We are moving to Colorado, but he’ll be going to college in Utah. So close, but also a mountain range away. There could easily be times that he needs a haircut and has no imminent plans to travel home. Someday soon, my boy may indeed have his hair cut by ‘the lady’ (and discover she’s not so scary after all).

This shouldn’t surprise me. It’s exactly how I came to cut his hair in the first place. I started by learning to cut hair on his daddy, when we were both in college. We lived in the same dorm and shared a circle of friends. He was two thousand miles away from home and had never had anyone but his mother cut his hair (sounds familiar). So one day I offered. I had no idea what I was doing. This was back in the stone age, before the option of googling or youtubing existed.

I had to actually walk all the way over to the college library, pull out long drawers from a tall wooden cabinet, and flip through a series of yellowing 3x5 cards, to find a single book on the art of cutting a man’s hair. But, as it turns out, one book was enough.

There were bumps along the way. One memorable afternoon I was cutting his hair while three friends of ours sat on a bunk bed across from us. In the midst of the joking and laughing my scissors slipped. In an instant a huge chunk of hair was missing from the side of his head. He couldn’t see the shock on my face, since I was standing behind him. But all three friends saw. With our eyes we agreed to not say a word. One of them continued with the conversation and we moved forward.

Ten minutes later he was standing at the small mirror that hung above my roommates dresser. He took a quick look at the final product, then paused, and went back to inspect one side again. He moved closer to the mirror. The rest of us held our breath. “Hmmmm….what’s going on here?” he asked, innocently. The four of us burst into fits of laughter. We couldn’t help it. He was just so cute, trying to be polite about the fact that I’d carved a bald spot on the side of his head.

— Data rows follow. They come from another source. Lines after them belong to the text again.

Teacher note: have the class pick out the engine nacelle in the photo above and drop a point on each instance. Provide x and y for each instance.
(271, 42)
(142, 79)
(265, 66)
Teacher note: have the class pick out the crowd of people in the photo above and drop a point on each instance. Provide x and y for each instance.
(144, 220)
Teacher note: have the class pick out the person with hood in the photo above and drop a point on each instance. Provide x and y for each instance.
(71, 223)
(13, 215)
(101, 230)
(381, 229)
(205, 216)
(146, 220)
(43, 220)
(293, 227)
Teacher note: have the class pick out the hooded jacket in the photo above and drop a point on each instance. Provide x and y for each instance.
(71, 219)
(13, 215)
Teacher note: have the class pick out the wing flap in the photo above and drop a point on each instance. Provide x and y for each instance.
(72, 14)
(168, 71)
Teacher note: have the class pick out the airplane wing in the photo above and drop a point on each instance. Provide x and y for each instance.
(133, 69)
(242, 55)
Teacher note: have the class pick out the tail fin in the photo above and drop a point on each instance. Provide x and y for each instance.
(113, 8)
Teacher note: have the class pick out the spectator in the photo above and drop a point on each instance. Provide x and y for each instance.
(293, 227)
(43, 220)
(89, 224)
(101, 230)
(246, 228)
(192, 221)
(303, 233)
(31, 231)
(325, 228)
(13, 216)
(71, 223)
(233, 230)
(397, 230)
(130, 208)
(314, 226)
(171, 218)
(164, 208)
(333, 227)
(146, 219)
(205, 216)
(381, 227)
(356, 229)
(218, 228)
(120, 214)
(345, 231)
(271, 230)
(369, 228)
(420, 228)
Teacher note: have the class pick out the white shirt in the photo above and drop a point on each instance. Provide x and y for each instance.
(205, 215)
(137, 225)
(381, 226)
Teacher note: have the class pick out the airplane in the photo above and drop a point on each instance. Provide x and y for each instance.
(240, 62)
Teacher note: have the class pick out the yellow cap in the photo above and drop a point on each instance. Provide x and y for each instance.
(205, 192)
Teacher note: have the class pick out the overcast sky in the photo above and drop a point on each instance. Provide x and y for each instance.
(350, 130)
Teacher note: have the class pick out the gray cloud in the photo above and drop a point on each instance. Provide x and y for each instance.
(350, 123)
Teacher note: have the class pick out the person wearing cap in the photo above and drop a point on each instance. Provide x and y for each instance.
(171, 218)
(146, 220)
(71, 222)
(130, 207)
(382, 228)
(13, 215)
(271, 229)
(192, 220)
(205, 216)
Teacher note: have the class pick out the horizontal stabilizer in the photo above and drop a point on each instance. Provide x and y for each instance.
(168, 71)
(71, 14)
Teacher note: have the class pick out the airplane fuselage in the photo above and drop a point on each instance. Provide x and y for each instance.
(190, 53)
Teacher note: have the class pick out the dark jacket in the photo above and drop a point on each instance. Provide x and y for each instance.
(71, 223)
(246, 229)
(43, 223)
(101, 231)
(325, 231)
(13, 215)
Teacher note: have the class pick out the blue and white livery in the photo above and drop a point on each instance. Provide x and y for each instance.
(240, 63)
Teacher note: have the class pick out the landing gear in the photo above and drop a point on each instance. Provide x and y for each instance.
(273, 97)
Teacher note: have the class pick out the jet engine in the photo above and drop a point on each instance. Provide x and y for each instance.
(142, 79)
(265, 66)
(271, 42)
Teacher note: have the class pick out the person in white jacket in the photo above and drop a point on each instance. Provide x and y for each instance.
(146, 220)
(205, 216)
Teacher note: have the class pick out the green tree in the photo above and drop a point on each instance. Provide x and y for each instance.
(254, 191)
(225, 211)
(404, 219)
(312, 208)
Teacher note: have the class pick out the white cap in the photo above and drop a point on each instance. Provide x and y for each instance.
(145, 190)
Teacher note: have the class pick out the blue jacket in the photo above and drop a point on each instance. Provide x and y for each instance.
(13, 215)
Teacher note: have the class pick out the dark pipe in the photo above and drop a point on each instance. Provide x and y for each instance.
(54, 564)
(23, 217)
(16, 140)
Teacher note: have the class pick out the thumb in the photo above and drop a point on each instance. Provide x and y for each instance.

Maybe that’s one of the millions of small moments that I knew he’d be a keeper for life.

I continued to cut his hair, through college, in the week before our wedding, and then year after year as we moved through life together. It only seemed natural that I’d tackle our daughter’s hair, since all she wanted was long and straight. I could do straight lines. Then three little brothers followed, and having inherited their daddy’s hair, it seemed only logical that I’d cut their hair too. When the toddler wisp turned into shaggy preschooler locks, they joined in the line up on hair cutting night.

And now we’re at the other end of that line. I may be losing one of my best clients soon. Someday soon, in a sweet smelling salon in Utah, my oldest son may put on another woman’s silk cape and hand over his loyalties.

Or maybe it will be a pretty classmate who lives in the next dorm who offers to do the job.

Either way, it’s almost time to hand over my scissors. And I’m not so sure I’m ready.

2 comments:

Unknown said...

I have never actually cut my kids' hair myself. My XH's mom used to occasionally do our oldest son's hair with clippers. My kids are hooked on 'the lady', actually "Sports Clips" a chain of men's hair salons. My ten year old loves getting a hot towel and a head massage at the salon. LOL

SeeJennLive said...

My daughter's curly hair never lent itself to my whim with scissors so we have to go to "the lady." I wish I knew how to cut it, but really I enjoy the salon and she is now big enough to can go with me to mine. She loves it. Not quite the same but similar enough that when she moves away and finds her own salon, I know mine will feel a little emptier.